Linthorst Astrid C E, Flachskamm Cornelia, Reul Johannes M H M
Section of Neurochemistry, Max Planck Institute of Psychiatry, Munich, Germany.
Stress. 2008 Mar;11(2):88-100. doi: 10.1080/10253890701533231.
Forced swimming is a behavioural stress model increasingly used to investigate the neurocircuitry of stress responses. Although forced swim stress clearly is a psychological stressor (anxiety, panic), its physical aspects are often neglected. There are indications that behavioural and neurochemical responses to swim stress depend on the water temperature. Thus, we investigated the responsiveness of hippocampal serotonergic neurotransmission (important in the coordination of stress responses), and of behaviour and core body temperature to forced swimming at different water temperatures (19, 25 and 35 degrees C). In vivo microdialysis and biotelemetry in freely-behaving rats were used. Dialysates were analysed for serotonin (5-HT) and its metabolite 5-HIAA (5-hydroxyindoleacetic acid) by HPLC with electrochemical detection. Forced swimming in water at 25 and 19 degrees C decreased core body temperature by 8 and 12 degrees C, respectively. A rapid and pronounced increase in hippocampal 5-HT and 5-HIAA was found in rats that swam at 35 degrees C, whereas biphasic responses in 5-HT and 5-HIAA were observed at 25 and 19 degrees C. Also swim stress behaviour and post-stress home cage behaviour depended on the water temperature. Comparing the serotonergic and core body temperature changes revealed that a combination of two different 5-HT and 5-HIAA responses seems to shape the neurotransmitter response. Swimming-induced increases in hippocampal extracellular concentrations of 5-HT and 5-HIAA occurred at all water temperatures, but these increases were temporarily quenched, or concentrations were transistently decreased, when core body temperature fell below 31 degrees C in water at 25 or 19 degrees C. These data demonstrate that water temperature is a key factor determining the impact of forced swim stress on behaviour and neurochemistry, and underscore that changes in these parameters should be interpreted in the light of the autonomic responses induced by this stressor.
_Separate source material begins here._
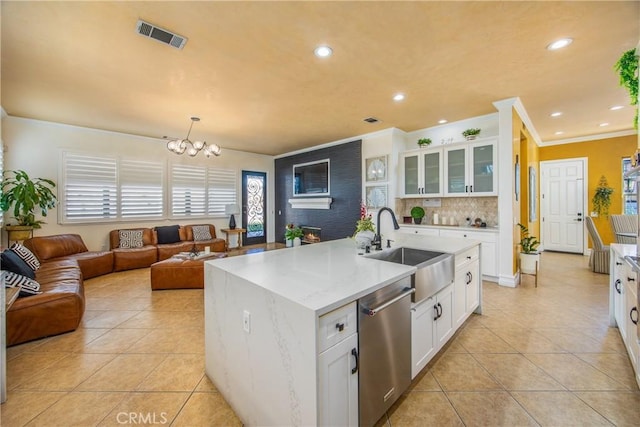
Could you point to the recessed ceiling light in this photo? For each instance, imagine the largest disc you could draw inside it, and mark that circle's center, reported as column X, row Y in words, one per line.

强迫游泳是一种越来越多地用于研究应激反应神经回路的行为应激模型。尽管强迫游泳应激显然是一种心理应激源(焦虑、恐慌),但其身体方面常常被忽视。有迹象表明,对游泳应激的行为和神经化学反应取决于水温。因此,我们研究了海马5-羟色胺能神经传递(在应激反应协调中起重要作用)以及行为和核心体温对不同水温(19、25和35摄氏度)下强迫游泳的反应。使用了自由活动大鼠的体内微透析和生物遥测技术。通过具有电化学检测的高效液相色谱法分析透析液中的5-羟色胺(5-HT)及其代谢物5-羟吲哚乙酸(5-HIAA)。在25摄氏度和19摄氏度的水中强迫游泳分别使核心体温降低了8摄氏度和12摄氏度。在35摄氏度游泳的大鼠中发现海马5-HT和5-HIAA迅速且显著增加,而在25摄氏度和19摄氏度时观察到5-HT和5-HIAA的双相反应。游泳应激行为和应激后在饲养笼中的行为也取决于水温。比较5-羟色胺能和核心体温变化发现,两种不同的5-HT和5-HIAA反应的组合似乎决定了神经递质反应。在所有水温下,游泳均会导致海马细胞外5-HT和5-HIAA浓度增加,但当在25摄氏度或19摄氏度的水中核心体温降至31摄氏度以下时,这些增加会暂时被抑制,或者浓度会短暂降低。这些数据表明,水温是决定强迫游泳应激对行为和神经化学影响的关键因素,并强调这些参数的变化应根据这种应激源引起的自主反应来解释。